KATHMANDU, JUN 11 - In a historic step towards ensuring gender equality, the major parties represented in Constituent Assembly (CA) on Wednesday agreed to incorporate in a new constitution the stipulation of granting citizenship to the applicant through either of the parents (mother or father) who holds a Nepali citizenship.
“Parties have agreed to incorporate father or mother regarding citizenship provision in the new constitution.

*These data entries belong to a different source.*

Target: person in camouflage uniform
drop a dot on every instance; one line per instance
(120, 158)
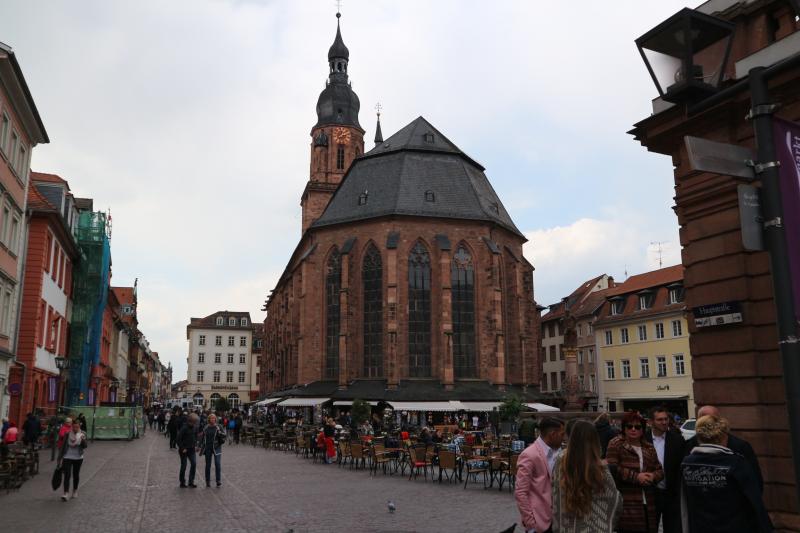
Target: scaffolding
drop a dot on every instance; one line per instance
(89, 296)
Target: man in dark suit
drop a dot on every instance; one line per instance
(670, 448)
(735, 444)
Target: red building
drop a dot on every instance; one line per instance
(44, 326)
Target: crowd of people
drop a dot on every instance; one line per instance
(584, 477)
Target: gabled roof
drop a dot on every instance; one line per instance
(649, 280)
(407, 175)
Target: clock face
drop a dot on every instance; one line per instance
(341, 135)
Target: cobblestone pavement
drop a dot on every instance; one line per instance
(133, 487)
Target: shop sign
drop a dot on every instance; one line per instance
(717, 314)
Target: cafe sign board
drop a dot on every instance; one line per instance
(717, 314)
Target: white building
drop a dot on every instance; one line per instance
(219, 359)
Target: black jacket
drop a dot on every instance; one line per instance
(187, 437)
(721, 493)
(743, 448)
(674, 452)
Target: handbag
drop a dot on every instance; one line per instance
(58, 474)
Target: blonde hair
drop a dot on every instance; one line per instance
(711, 429)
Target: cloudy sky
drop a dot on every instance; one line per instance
(190, 120)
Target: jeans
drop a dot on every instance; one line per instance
(71, 467)
(192, 458)
(217, 466)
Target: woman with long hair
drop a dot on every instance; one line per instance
(585, 497)
(634, 463)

It is a leap forward towards achieving gender equality,” tweeted Baburam Bhattarai, the chairman of the Political Dialogue and Consensus Committee (PDCC), a sub-panel of which had made the provision possible.
According to the agreement, people who get citizenship under the new provision will have to stay in Nepal for at least 10 years to contest for ministerial election or assume position in public offices.
Women rights activists have hailed the decision and said that it has sent the message that women are equal citizens of this country.
Although the Citizenship Act (2006) and the Interim Constitution (2007) allow the child of a Nepali mother or a father to become a Nepali citizen by descent, the citizenship draft bill prepared in 2012 by the first CA had included the clause that said both parents must be Nepali citizens for their children to acquire Nepali citizenship.
The draft prepared by the Drafting Committee in the second CA last year had also incorporated the same clause with the “and” provision which had drawn criticisms from some political parties and women rights groups.
Women rights activists have been demanding that the “and” conjunction in the clause regarding the issue of citizenship be replaced by “or”. On January 12 this year, the PDCC had come close to proposing the “or” conjunction to the clause, but it was stalled after senior UML leaders, including KP Sharma Oli, and Madhav Kumar Nepal backed out on their commitment to do so.